В очередной и в последний.
Коснуться туго натянувшейся кожи санитар не успел. Труп взорвался.
8
Под ногой Кравцова что-то подалось – мягко и в то же время с легким хрустом. Он отдернул ногу, нагнулся – ворона. Вернее, вороний трупик. Рядом еще один. И еще, и еще…
Дальше он пошел, низко согнувшись над густой травой. Так и есть – земля у развалин усыпана дохлыми воронами, Кравцов, преодолевая брезгливость, поднял один, осмотрел внимательно, раздвигая мокрые перья. Никаких повреждений, никаких следов насильственной смерти. Жила, жила и умерла. Естественная кончина. Бывает. Птицы тоже умирают от старости.

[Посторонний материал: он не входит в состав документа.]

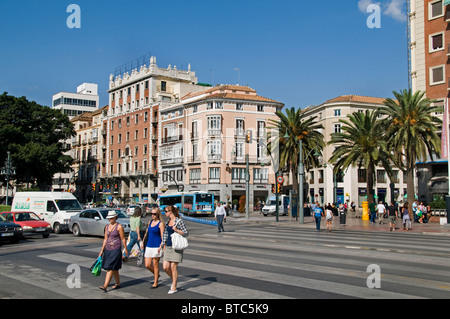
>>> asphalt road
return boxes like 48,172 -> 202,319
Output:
0,220 -> 450,304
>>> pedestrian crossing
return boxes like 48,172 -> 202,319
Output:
0,224 -> 450,300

Но господину писателю пришла в голову иное: симбиоз. Теснейший симбиоз, при котором один партнер-симбионт немедленно умирает после смерти другого. Интересно, сколько лет этим птичкам? Вполне может быть, что не меньше, чем старому Ворону. Симбионты жили долго и умерли в один день… Интересно, у летучих мышей тоже есть партнер-человек?
Кравцов смахнул дождевую воду, стекающую по лицу. У него появилось нехорошее подозрение, кого именно прочат на роль того самого человека…
Отшвырнув птичий трупик, он подошел почти вплотную к руинам. Ступил на насыпь, подождал несколько секунд. Ну, кто теперь попробует его остановить? Призрак графини Самойловой?
Не попробовал никто. Похоже, у противника действительно кончились все козыри. Графские развалины стояли без малейшего признака жизни. Кравцов поднялся по насыпи и шагнул внутрь. И замер, изумленный.
Ливня внутри не было!
Потоки воды продолжали низвергаться с неба – вокруг дворца и даже над ним. Но между стен дождевые капли не попадали. Однажды ему довелось увидеть такое – несколько лет назад, в Казахстане. Наползла дождевая туча, вторая или третья за все лето, сыпанула дождичком, капли были отлично видны в воздухе – по до земли не долетали. Испарялись. Но там-то летом термометр показывал больше сорока градусов в тени…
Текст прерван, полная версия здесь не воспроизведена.